Description
Aujourd'hui, on met de côté les puces et les serveurs pour parler de sentiments. L'intelligence artificielle peut-elle devenir notre meilleur ami, voire notre partenaire de vie ?
C'est la question posée par une vaste étude, et la réponse va forcer les décideurs technologiques à revoir leur copie sur l'expérience utilisateur.
La fracture générationnelle est explosive
Première leçon de cette enquête menée sur dix mille personnes à travers le monde, la fracture générationnelle est explosive.
Près de la moitié des jeunes adultes estiment que d'ici dix ans, l'intelligence artificielle contribuera au bonheur global en offrant un véritable soutien affectif.
En clair, la génération qui entre aujourd'hui sur le marché du travail et de la consommation n'attend plus seulement d'un agent conversationnel qu'il soit efficace. Elle attend qu'il soit empathique.
Oui, cela peut déplaire aux plus âgés, mais l'outil technologique devient un confident.
Le fossé idéologique entre l'Occident et l'Asie est immense
Mais attention, l'acceptation de cette intimité de synthèse varie radicalement selon les zones géographiques.
C'est notre deuxième point, le fossé idéologique entre l'Occident et l'Asie est immense sur ce point.
L'étude met en effet en lumière une fracture béante dans la perception morale de ces technologies.
En Indonésie par exemple, un sondé sur deux est prêt à s'en remettre à l'algorithme pour améliorer son bien-être affectif.
En revanche, côté occidental, c'est la douche froide. Seulement 15 % d'opinions favorables en Allemagne pour ne citer qu'un seul chiffre.
Concrètement, si vous êtes un dirigeant de la tech, vous ne pouvez plus déployer une stratégie globale uniforme pour vos assistants virtuels.

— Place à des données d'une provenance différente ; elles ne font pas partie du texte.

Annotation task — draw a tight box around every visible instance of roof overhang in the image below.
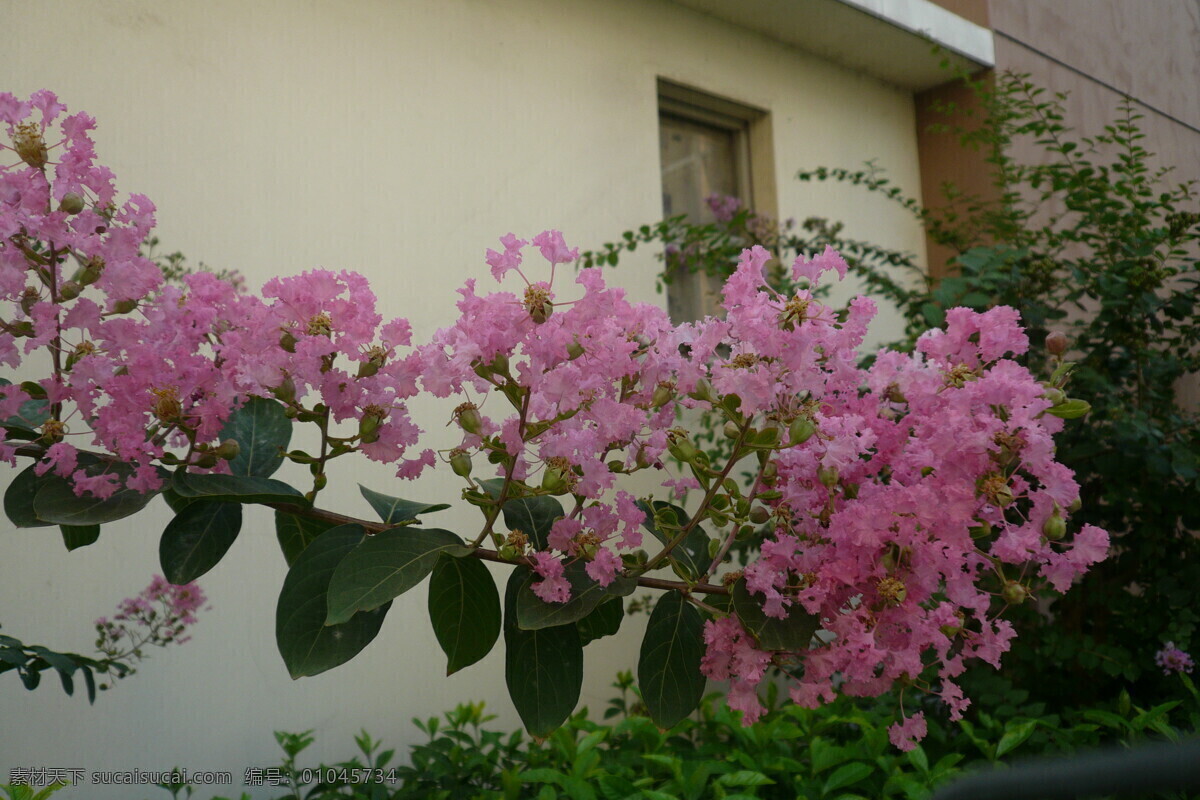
[674,0,995,91]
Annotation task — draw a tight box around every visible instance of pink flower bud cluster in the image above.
[0,92,1108,746]
[96,575,208,675]
[0,91,433,498]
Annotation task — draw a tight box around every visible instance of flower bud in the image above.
[454,402,484,435]
[967,519,991,539]
[650,384,676,408]
[212,439,241,461]
[12,122,49,169]
[1042,509,1067,542]
[688,378,719,403]
[271,375,296,404]
[787,416,817,447]
[59,192,84,215]
[1046,331,1069,355]
[450,447,470,477]
[1000,581,1030,606]
[817,467,838,489]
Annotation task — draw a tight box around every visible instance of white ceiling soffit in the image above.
[676,0,995,91]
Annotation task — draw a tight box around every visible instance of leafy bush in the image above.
[584,74,1200,708]
[140,673,1200,800]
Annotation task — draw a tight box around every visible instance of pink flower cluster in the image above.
[96,575,208,674]
[1154,642,1195,675]
[0,91,433,498]
[0,92,1108,747]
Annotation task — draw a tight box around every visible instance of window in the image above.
[659,80,775,323]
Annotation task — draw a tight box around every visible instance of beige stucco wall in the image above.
[0,0,923,800]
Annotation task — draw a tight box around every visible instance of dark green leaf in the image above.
[637,591,706,728]
[170,473,306,505]
[430,554,500,675]
[504,567,583,736]
[516,560,637,631]
[4,464,54,528]
[275,525,391,678]
[732,578,820,652]
[575,597,625,645]
[637,500,712,581]
[996,720,1038,758]
[220,397,292,477]
[479,477,565,551]
[823,762,875,795]
[359,483,450,525]
[326,527,466,625]
[59,525,100,551]
[158,503,241,585]
[275,511,334,566]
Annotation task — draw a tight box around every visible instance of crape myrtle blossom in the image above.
[0,92,1108,748]
[0,91,433,498]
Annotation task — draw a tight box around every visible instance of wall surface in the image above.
[0,0,923,800]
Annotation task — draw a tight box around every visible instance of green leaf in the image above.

Là où le marché asiatique perçoit la machine comme un partenaire potentiel, le consommateur européen y voit une menace pour l'authenticité des relations humaines.
Il faudra donc adapter finement l'identité et les limites de vos intelligences artificielles selon les zones géographiques.
Le tabou du hardware
Enfin, le troisième axe stratégique concerne le passage du logiciel au matériel, le fameux hardware. Si flirter avec une application textuelle commence à entrer dans les mœurs, incarner cette intelligence artificielle dans le monde physique reste un tabou majeur.
Seuls 17 % des sondés se disent prêts à interagir avec des poupées ou des robots équipés d'algorithmes.
Bref, une très large majorité rejette cette idée. Et si les avancées en robotique s'accélèrent, pour l'industrie, le défi ne sera pas technique, mais éthique et légal. Le cadre réglementaire va donc inévitablement se durcir.